The resin sealing portion 60 covers and protects the semiconductor
element 58. In this manner, at least one face of the lead frame 54
(the metal component) is sealed with resin. Also, the protruding
portions 56 increase the adherence between the resin of the resin
sealing portion 60 and the lead frame 54. Although the die pad
portion 52 is separated from the lead portion 50 in the first
embodiment, the die pad portion 52 may be part of the lead portions
50. Also, the protruding portions 56 are formed on the lead
portions 50, but they may be formed on portions other than the lead
portions 50, as long as those portions are covered with the resin
sealing portion 60. The bottom portion of the lead frame 54 (the
metal component) may not be sealed with resin, but may be exposed
to the outside. Here, the upper surface of the lead frame 54 (the
metal component) is the face sealed with resin, and the bottom
surface of the lead frame 54 is the face opposite to the upper
surface.
[0036] The lead frame 54 mostly contains a metal such as Cu, a Cu
alloy, or a Fe alloy. The semiconductor element 58 is secured onto
the die pad portion 52 with AuSi, an Ag paste, or AuSn, for
example. Further, the semiconductor element 58 is an IC chip
containing transistors, and an optical semiconductor element such
as a light emitting device or a light receiving device, for
example. The resin sealing portion 60 mostly contains silicon resin
or epoxy resin, for example. The shapes of the protruding portions
56 will be described later.
[0037] The semiconductor device in accordance with the first
embodiment is manufactured in the following manner. The protruding
portions 56 are formed on the lead portion 50 of the lead frame 54
(the metal component). The shapes of the protruding portions 56
will be described later. The semiconductor element 58 is tightly
fixed (die-bonded) onto the die pad portion 52 with AuSi, an Ag
paste, or AuSn, for example.
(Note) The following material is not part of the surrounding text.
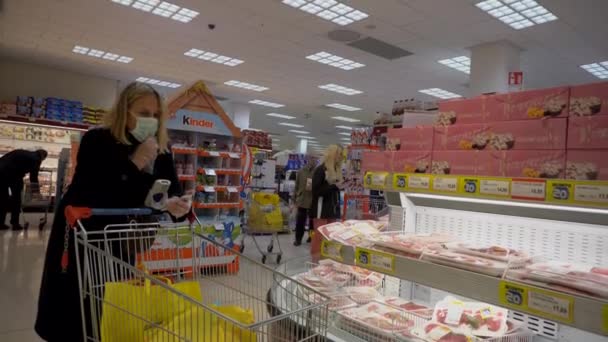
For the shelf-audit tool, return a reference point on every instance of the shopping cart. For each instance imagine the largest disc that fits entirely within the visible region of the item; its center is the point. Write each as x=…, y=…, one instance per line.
x=363, y=207
x=186, y=299
x=37, y=196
By doing so, the lead frame 54 (the
metal component) and the semiconductor element 58 are electrically
or thermally connected to each other. The wires 51 are wire-bonded
to the lead portions 50 and the semiconductor element 58 of the
lead frame 54. Using a metal mold, a resin material containing
silicon resin or epoxy resin, for example, is injected onto the
protruding portions 56 and the semiconductor element 58. After the
resin material hardens, the lead frame 54 is detached from the
metal mold. Thus, the resin sealing portion 60 is formed. In this
manner, at least one face (the upper surface) of the lead frame 54
(the metal component) and the semiconductor element 58 are sealed
with resin.
[0038] Next, a method of forming protruding portions on the upper
surface (the resin-sealed face) of a lead frame is described. By
this method, the protruding portions are formed by pushing a metal
mold into hole regions penetrating the lead frame (a metal
component) from the bottom surface (the opposite face from the
resin-sealed face) of the lead frame. As shown in FIG. 2A, a lead
frame 20 is prepared. As shown in FIG. 2B, hole regions 22
penetrating the lead frame 20 are formed with a metal mold 28
having a sharp edge, for example. As shown in FIG. 2C, a metal mold
29 having an edge with a larger diameter than the edge of the metal
mold 28 (or a larger diameter than the diameter of each hole region
22) is forced into each of the hole regions 22 from the bottom
surface (the opposite face from the resin-sealed face) of the lead
frame 20. By doing so, protruding portions 26 are formed on the
surface of the lead frame 20. Each of the protruding portions 26
has a ring-like shape with the hole region 22 formed in its center.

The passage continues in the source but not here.